Gross domestic product fell 3.6 percent in the fourth quarter from the previous three-month period as companies slashed output, the national statistics agency said today in Rio de Janeiro. The drop exceeded forecasts from all 31 analysts surveyed by Bloomberg. Latin America’s largest economy expanded 1.3 percent from the year-ago period.

The biggest quarterly contraction since the series started in 1996 may lead central bank policy makers to cut lending costs 1.5 percentage points tomorrow to bolster the economy. Analysts predict the bank will trim the lending rate to 11.25 percent, matching a record low reached in September 2007, according to the median estimate of 49 economists surveyed by Bloomberg.

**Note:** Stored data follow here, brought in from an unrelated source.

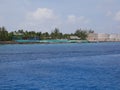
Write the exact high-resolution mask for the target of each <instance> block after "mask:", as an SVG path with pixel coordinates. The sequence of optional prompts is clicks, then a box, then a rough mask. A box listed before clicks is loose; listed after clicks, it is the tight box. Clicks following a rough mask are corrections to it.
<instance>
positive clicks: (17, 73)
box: [0, 43, 120, 90]
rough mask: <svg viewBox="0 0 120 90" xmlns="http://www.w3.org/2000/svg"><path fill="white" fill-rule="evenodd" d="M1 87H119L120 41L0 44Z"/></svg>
mask: <svg viewBox="0 0 120 90" xmlns="http://www.w3.org/2000/svg"><path fill="white" fill-rule="evenodd" d="M0 90H120V43H77V44H75V43H74V44H29V45H25V44H23V45H19V44H18V45H17V44H16V45H0Z"/></svg>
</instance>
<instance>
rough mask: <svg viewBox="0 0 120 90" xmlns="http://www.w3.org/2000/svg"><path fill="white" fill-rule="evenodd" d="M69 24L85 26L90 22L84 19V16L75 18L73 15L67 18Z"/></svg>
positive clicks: (84, 17)
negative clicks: (72, 23)
mask: <svg viewBox="0 0 120 90" xmlns="http://www.w3.org/2000/svg"><path fill="white" fill-rule="evenodd" d="M67 21H68V22H69V23H73V24H74V23H80V24H87V23H89V21H90V20H88V19H87V18H86V17H84V16H79V17H77V16H75V15H69V16H68V20H67Z"/></svg>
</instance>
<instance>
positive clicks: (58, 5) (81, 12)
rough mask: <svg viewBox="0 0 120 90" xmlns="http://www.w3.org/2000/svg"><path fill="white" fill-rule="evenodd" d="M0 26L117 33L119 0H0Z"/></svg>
mask: <svg viewBox="0 0 120 90" xmlns="http://www.w3.org/2000/svg"><path fill="white" fill-rule="evenodd" d="M0 26H5V27H6V29H7V30H8V31H15V30H18V29H24V30H28V31H38V32H40V31H42V32H51V31H53V30H54V28H59V30H60V31H61V32H63V33H73V32H75V30H77V29H80V28H81V29H92V30H94V31H95V32H96V33H120V0H0Z"/></svg>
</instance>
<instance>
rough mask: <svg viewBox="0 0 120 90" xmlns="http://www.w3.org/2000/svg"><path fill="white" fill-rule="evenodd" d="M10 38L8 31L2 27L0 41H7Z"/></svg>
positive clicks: (0, 32)
mask: <svg viewBox="0 0 120 90" xmlns="http://www.w3.org/2000/svg"><path fill="white" fill-rule="evenodd" d="M8 39H9V38H8V31H7V30H6V29H5V27H0V41H7V40H8Z"/></svg>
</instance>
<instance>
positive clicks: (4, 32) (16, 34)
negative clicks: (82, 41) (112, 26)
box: [0, 27, 94, 41]
mask: <svg viewBox="0 0 120 90" xmlns="http://www.w3.org/2000/svg"><path fill="white" fill-rule="evenodd" d="M88 33H94V31H93V30H82V29H77V30H76V31H75V32H74V33H71V34H67V33H65V34H63V33H62V32H60V30H59V29H58V28H55V29H54V30H53V31H52V32H51V33H48V32H35V31H27V30H22V29H21V30H17V31H12V32H8V31H7V30H6V28H5V27H0V41H11V40H19V39H24V40H28V39H37V40H44V39H70V36H78V37H79V38H80V39H81V40H86V38H87V36H88Z"/></svg>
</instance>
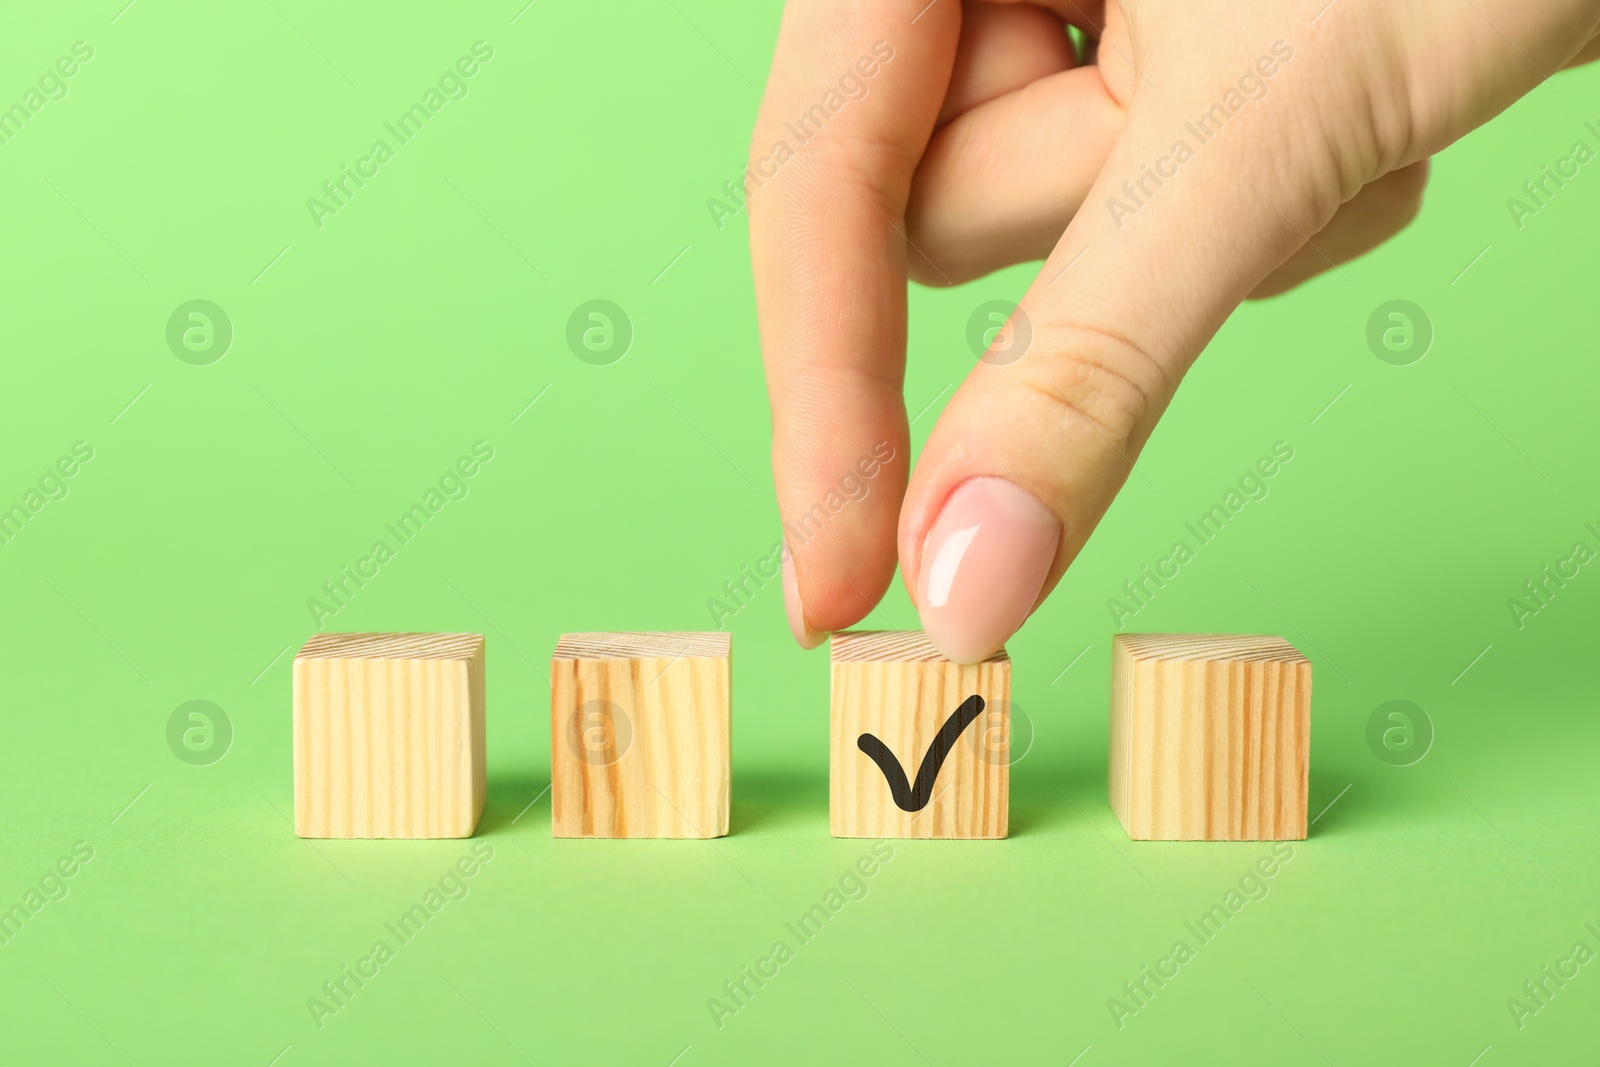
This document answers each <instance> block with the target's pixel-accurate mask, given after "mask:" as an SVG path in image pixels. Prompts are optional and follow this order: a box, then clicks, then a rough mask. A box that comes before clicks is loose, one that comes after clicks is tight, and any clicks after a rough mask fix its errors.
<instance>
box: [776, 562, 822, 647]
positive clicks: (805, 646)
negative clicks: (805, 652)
mask: <svg viewBox="0 0 1600 1067" xmlns="http://www.w3.org/2000/svg"><path fill="white" fill-rule="evenodd" d="M782 569H784V611H786V613H787V616H789V632H790V633H794V638H795V643H797V645H798V646H800V648H803V649H806V651H811V649H813V648H816V646H818V645H821V643H822V641H826V640H827V633H826V632H818V630H813V629H811V627H810V625H808V624H806V621H805V601H802V600H800V579H798V577H797V576H795V560H794V553H792V552H789V542H787V541H786V542H784V568H782Z"/></svg>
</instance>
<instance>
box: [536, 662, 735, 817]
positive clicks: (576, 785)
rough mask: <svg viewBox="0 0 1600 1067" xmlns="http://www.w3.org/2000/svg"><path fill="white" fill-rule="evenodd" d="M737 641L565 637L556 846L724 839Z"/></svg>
mask: <svg viewBox="0 0 1600 1067" xmlns="http://www.w3.org/2000/svg"><path fill="white" fill-rule="evenodd" d="M730 685H731V638H730V637H728V635H726V633H566V635H563V637H562V640H560V643H558V645H557V646H555V654H554V656H552V657H550V819H552V829H554V833H555V837H693V838H707V837H723V835H725V833H726V832H728V779H730V757H728V715H730Z"/></svg>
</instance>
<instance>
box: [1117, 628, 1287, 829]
mask: <svg viewBox="0 0 1600 1067" xmlns="http://www.w3.org/2000/svg"><path fill="white" fill-rule="evenodd" d="M1309 771H1310V662H1309V661H1307V659H1306V657H1304V656H1301V654H1299V653H1298V651H1296V649H1294V648H1293V646H1291V645H1290V643H1288V641H1285V640H1283V638H1280V637H1232V635H1218V633H1118V635H1117V638H1115V641H1114V648H1112V696H1110V768H1109V774H1107V779H1109V790H1110V806H1112V811H1115V813H1117V817H1118V819H1120V821H1122V825H1123V829H1125V830H1126V832H1128V837H1131V838H1134V840H1182V841H1267V840H1304V838H1306V829H1307V827H1306V793H1307V781H1309Z"/></svg>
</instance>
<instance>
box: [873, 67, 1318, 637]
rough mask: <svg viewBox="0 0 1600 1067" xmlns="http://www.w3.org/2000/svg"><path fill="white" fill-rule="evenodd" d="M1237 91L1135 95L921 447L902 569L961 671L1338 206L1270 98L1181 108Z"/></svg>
mask: <svg viewBox="0 0 1600 1067" xmlns="http://www.w3.org/2000/svg"><path fill="white" fill-rule="evenodd" d="M1283 50H1288V46H1286V45H1282V43H1280V54H1282V51H1283ZM1288 51H1290V54H1293V51H1291V50H1288ZM1250 67H1251V61H1245V62H1243V66H1242V69H1250ZM1226 91H1227V85H1221V86H1218V88H1214V90H1206V91H1200V93H1195V94H1186V102H1182V104H1179V106H1173V107H1163V106H1162V104H1160V102H1158V101H1152V102H1150V104H1147V106H1142V107H1141V101H1134V104H1133V107H1131V110H1130V114H1128V122H1126V125H1125V128H1123V134H1122V136H1120V138H1118V141H1117V144H1115V147H1114V149H1112V154H1110V157H1109V158H1107V163H1106V168H1104V170H1102V173H1101V176H1099V179H1098V181H1096V184H1094V187H1093V190H1091V192H1090V195H1088V198H1086V200H1085V205H1083V210H1082V211H1080V213H1078V214H1077V218H1075V219H1074V221H1072V226H1070V227H1069V229H1067V232H1066V234H1064V235H1062V238H1061V242H1059V243H1058V245H1056V248H1054V251H1053V253H1051V256H1050V259H1048V261H1046V262H1045V267H1043V270H1042V272H1040V275H1038V278H1035V282H1034V285H1032V286H1030V288H1029V291H1027V294H1026V296H1024V298H1022V301H1021V304H1019V307H1018V310H1016V312H1014V314H1013V317H1011V320H1010V322H1008V325H1006V326H1005V328H1003V330H1002V331H1000V333H998V336H997V338H995V344H994V346H992V347H990V349H989V352H987V354H986V355H984V358H982V362H981V363H979V365H978V366H976V368H974V370H973V373H971V374H970V376H968V379H966V381H965V382H963V384H962V387H960V390H958V392H957V394H955V397H954V398H952V400H950V405H949V406H947V408H946V411H944V414H942V418H941V419H939V424H938V426H936V427H934V430H933V435H931V438H930V440H928V445H926V448H925V450H923V454H922V458H920V461H918V466H917V472H915V475H914V478H912V483H910V488H909V491H907V498H906V507H904V510H902V514H901V530H899V552H901V568H902V573H904V574H906V581H907V585H909V587H910V589H912V597H914V600H915V601H917V606H918V611H920V614H922V625H923V629H925V630H926V633H928V637H930V638H931V640H933V643H934V645H936V646H938V648H939V651H941V653H944V654H946V656H949V657H952V659H957V661H963V662H971V661H978V659H984V657H987V656H989V654H992V653H995V651H997V649H998V648H1000V646H1002V645H1003V643H1005V640H1006V638H1010V637H1011V633H1013V632H1014V630H1016V629H1018V627H1021V625H1022V622H1024V621H1026V619H1027V616H1029V614H1030V613H1032V611H1034V608H1037V606H1038V603H1040V601H1042V600H1043V597H1045V595H1046V593H1048V592H1050V589H1053V587H1054V584H1056V581H1059V577H1061V574H1062V571H1066V568H1067V565H1069V563H1070V561H1072V560H1074V558H1075V557H1077V553H1078V550H1080V549H1082V547H1083V544H1085V541H1086V539H1088V536H1090V533H1091V531H1093V530H1094V526H1096V525H1098V523H1099V520H1101V517H1102V515H1104V514H1106V509H1107V507H1109V506H1110V501H1112V498H1114V496H1115V494H1117V491H1118V490H1120V488H1122V485H1123V482H1125V480H1126V478H1128V474H1130V472H1131V470H1133V462H1134V459H1136V458H1138V454H1139V450H1141V448H1142V446H1144V442H1146V440H1147V438H1149V435H1150V430H1152V429H1154V426H1155V421H1157V419H1158V418H1160V414H1162V413H1163V411H1165V410H1166V405H1168V402H1170V400H1171V397H1173V392H1174V390H1176V387H1178V382H1179V379H1181V378H1182V374H1184V373H1186V371H1187V370H1189V366H1190V365H1192V363H1194V360H1195V357H1197V355H1198V354H1200V350H1202V349H1203V347H1205V346H1206V342H1210V339H1211V336H1213V334H1214V333H1216V331H1218V328H1221V325H1222V322H1224V320H1226V318H1227V315H1229V314H1230V312H1232V310H1234V309H1235V307H1237V306H1238V304H1240V302H1242V301H1243V299H1245V298H1246V296H1248V294H1250V291H1251V290H1253V288H1254V286H1256V285H1258V283H1259V282H1261V278H1264V277H1266V275H1267V274H1269V272H1270V270H1272V269H1274V267H1277V266H1278V264H1282V262H1283V261H1285V259H1286V258H1288V256H1290V254H1293V253H1294V250H1296V248H1299V246H1301V245H1304V243H1306V240H1307V235H1309V234H1315V232H1317V230H1318V229H1322V226H1323V224H1325V222H1326V219H1328V218H1331V214H1333V211H1334V210H1336V206H1338V202H1339V182H1338V181H1325V178H1326V176H1328V174H1331V173H1336V171H1334V170H1333V168H1331V166H1320V165H1317V163H1315V162H1314V160H1317V157H1315V155H1314V154H1307V152H1306V150H1304V146H1296V144H1290V141H1293V139H1298V138H1296V134H1294V133H1293V131H1294V126H1293V125H1291V123H1288V122H1285V120H1282V118H1278V115H1275V114H1272V112H1269V109H1267V104H1270V102H1274V101H1272V98H1262V99H1259V101H1254V102H1250V104H1245V106H1243V107H1242V109H1240V110H1238V112H1237V114H1227V109H1226V107H1222V109H1221V110H1219V112H1216V114H1218V115H1222V118H1221V125H1218V126H1214V128H1213V126H1210V125H1205V123H1202V125H1197V120H1195V117H1197V115H1203V114H1211V112H1208V110H1206V104H1200V106H1194V104H1189V102H1187V101H1189V99H1200V101H1203V99H1210V98H1213V96H1214V98H1216V99H1221V98H1222V94H1226ZM1205 131H1210V136H1208V138H1206V139H1203V141H1202V139H1200V134H1202V133H1205Z"/></svg>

“It’s amazing the speed with which Brazil got dragged down with the rest of us,” said Win Thin, emerging markets analyst at Brown Brothers Harriman & Co. in New York. “I’m sure we’ll see market expectations gravitate for more aggressive cuts.”

Following today’s report, Thin raised his forecast for a cut of 1.5 percentage points in the so-called Selic. He expects the benchmark rate to reach a record low of 8.25 percent by June.

2-Point Cut

Guilherme da Nobrega, chief economist at Itau Corretora, the brokerage arm of Brazil’s largest bank, said a 200 basis-point, or 2 percentage point, cut in the benchmark rate can no longer be ruled out.

“The slowdown is there for all to see. Things are not improving,” da Nobrega wrote in an e-mail to clients. “The avenue for rate cuts is still widening.”

The fourth-quarter contraction shows Brazil isn’t insulated from a worldwide slump, central bank President Henrique Meirelles said in a statement distributed in Brasilia.

Still, Meirelles said, the “Brazilian economy has solid, strong fundamentals.”

Industrial output plunged 7.4 percent in the fourth quarter, the worst since the last quarter of 1996. Household spending, which accounts for about 60 percent of GDP, fell by 2 percent.

The economic hardship continued in January, as industrial production plunged 17.2 percent and the jobless rate jumped the most in seven years. Economists are watching January’s retail sales report, to be published March 13, to see if a collapse in demand for Brazil’s exports is catching up with consumer sentiment.

Brazil Recession

“The question is no longer if there’s a recession or not in Brazil,” said Alvise Marino, an emerging market economist at IdeaGlobal in New York. “It’s now down to the consumer to stay resilient so the economy recovers swiftly.”

Brazil’s real strengthened 2.2 percent to 2.3334 per dollar today from 2.3861 yesterday. The yield on the interest rate future contract due January 2010, the most traded on Sao Paulo’s BM&F commodity and future exchange, fell 5 basis points to 10.11 percent.

Brazil’s economy expanded 5.1 percent last year, compared with 5.7 percent in 2007.